/Titanic-Machine_Learning_from_Disaster

Use machine learning to create a model that predicts which passengers survived the Titanic shipwreck.

Primary LanguageJupyter Notebook

Titanic-Machine_Learning_from_Disaster

Use machine learning to create a model that predicts which passengers survived the Titanic shipwreck.

Author

Acknowledgements

Project Pipeline

  • Business Understanding
  • Analytical Approach
  • Data requirements
  • Data collection
  • Data Understanding
  • Data Preparation
  • Modeling
  • Evaluation

Libraries used

  • Numpy
  • Pandas
  • Seaborn
  • Sickit-Learn
  pip install numpy, pandas, seaborn, sklearn

Business Understanding

The sinking of the Titanic is one of the most infamous shipwrecks in history.

On April 15, 1912, during her maiden voyage, the widely considered “unsinkable” RMS Titanic sank after colliding with an iceberg. Unfortunately, there weren’t enough lifeboats for everyone onboard, resulting in the death of 1502 out of 2224 passengers and crew.

While there was some element of luck involved in surviving, it seems some groups of people were more likely to survive than others.

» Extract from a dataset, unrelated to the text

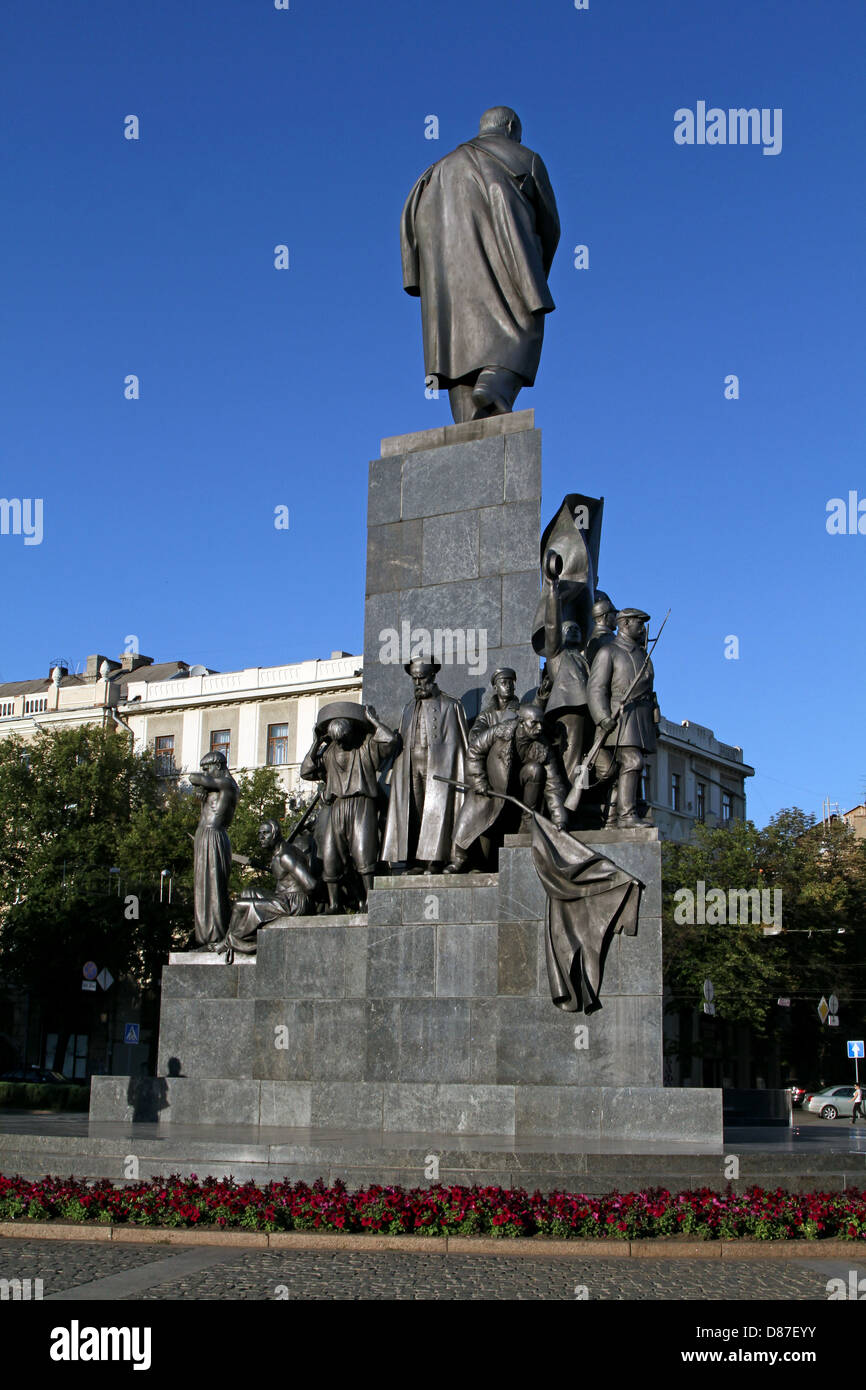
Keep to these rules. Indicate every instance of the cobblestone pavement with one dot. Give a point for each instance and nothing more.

The challenge here is - Given a passenger's information, how can we predict whether he/she survived the Titanic disaster?

Analytical Approach

Our target variable is categorical (survived / not survived), and hence we need classification models for this task.

Data requirements

We would require onboard passengers information which might include name, age, fare, gender, class.

Data collection

We are given two datasets both of which are CSV files, one for training our model named as train.csv and the other test.csv to test if our model can determine survival based on observations, not having the survival info.

Data Understanding

This step is part of Exploratory Data Analysis

There are 891 observations in the training dataset with each having 12 columns. 11 of them are predictor variables and 1 being target variable.

There are few different types of variables available.

  • Continous: Age, Fare
  • Discrete: SibSp, Parch
  • Categorical: Survived, Sex, and Embarked
  • Ordinal: Pclass
  • Mixed: Ticket
  • Alphanumeric: Cabin

There were 3 features having missing values.

  • Cabin
  • Age
  • Embarked

Cabin has way too many missing values and hence it is better to drop.

As per the training dataset, there were more male present compared to female and most of the people didnot survive. But females had better survival rate than males. It was also found out that survived passengers had paid more fare than the ones that did not survive. At the same time Pclass = 1 had better survival rate than the rest 2 classes.

Majority of the passengers were between the age group 15-35 but most of them didnot survived. Children aged < 4 and old aged people had higher survival rate.

Data Preparation / Feature Engineering

After closely looking into the dataset, variables types, values, amount of missing values present, I have decided to

  • Impute the missing Age values
  • Turn age into an ordinal feature
  • Impute the missing Embarked values
  • Drop Cabin [too many missing values]
  • Drop Ticket [many duplicates]
  • Drop PassengerID, Name, SibSp, Parch [not helpful]

I also performed some feature engineering as there are few categorical variables present. Created Dummy Variables for

  • Sex
  • Embarked

Modeling

Models trained

  • Logistic Regression
  • k-Nearest Neighbors
  • Support Vector Machines
  • Naive Bayes classifier
  • Decision Tree
  • Random Forest

Evaluation

Decision Tree and Random Forest achieved the maximum accuracy of 93.03%.